GPU was available during development but deployment runs on CPU-only hardware
Add device detection at startup: use ctranslate2.get_available_compute_type('cuda') to check if float16 is supported, fall back to 'int8' if not.
CUDA is installed but not in PATH, so ctranslate2 thinks no GPU is available
Verify NVIDIA CUDA toolkit is installed and in system PATH. Run `nvidia-smi` to confirm GPU detection. Rebuild ctranslate2 wheel after installing CUDA.

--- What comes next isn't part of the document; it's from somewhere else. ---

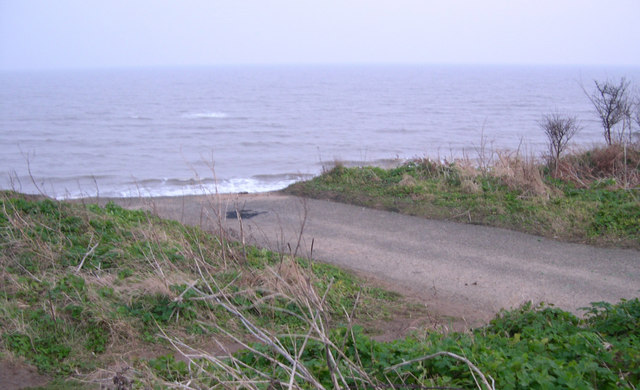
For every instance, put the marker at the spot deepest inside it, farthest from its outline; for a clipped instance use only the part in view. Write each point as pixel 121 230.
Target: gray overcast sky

Using an older CPU with no AVX2 instruction set support, breaking int8 quantization fallback
Use compute_type='float32' on very old CPUs, or upgrade hardware. Check CPU instruction set with `python -c "import platform; print(platform.processor())"`.
Code: broken vs fixed
from faster_whisper import WhisperModel
import torch
# BROKEN: hardcoded float16 without checking device
model = WhisperModel('large-v3', compute_type='float16') # This raises ValueError on CPU
audio_path = 'speech.mp3'
segments, info = model.transcribe(audio_path) from faster_whisper import WhisperModel
import torch
import os
# FIXED: detect device and choose compatible compute_type
device = 'cuda' if torch.cuda.is_available() else 'cpu'
compute_type = 'float16' if device == 'cuda' else 'int8' # Use int8 on CPU, float16 on GPU
model = WhisperModel('large-v3', device=device, compute_type=compute_type)
audio_path = 'speech.mp3'
segments, info = model.transcribe(audio_path)
for segment in segments:
print(f"[{segment.start:.2f}s -> {segment.end:.2f}s] {segment.text}")
print(f"\nTranscription complete. Device: {device}, Compute Type: {compute_type}") Workaround
If you cannot change the compute_type at initialization, wrap the WhisperModel creation in a try-except block, catch the ValueError mentioning float16, and retry with compute_type='int8'. This allows graceful fallback: `try: model = WhisperModel(..., compute_type='float16') except ValueError: model = WhisperModel(..., compute_type='int8')`.
Prevention
Implement a helper function that detects available hardware and returns the optimal compute_type before any model initialization. Store this in a config that all transcription jobs read from. Use environment variables (e.g., WHISPER_COMPUTE_TYPE) so deployment ops can override at runtime without code changes. Test your transcription pipeline on both GPU and CPU target machines before production.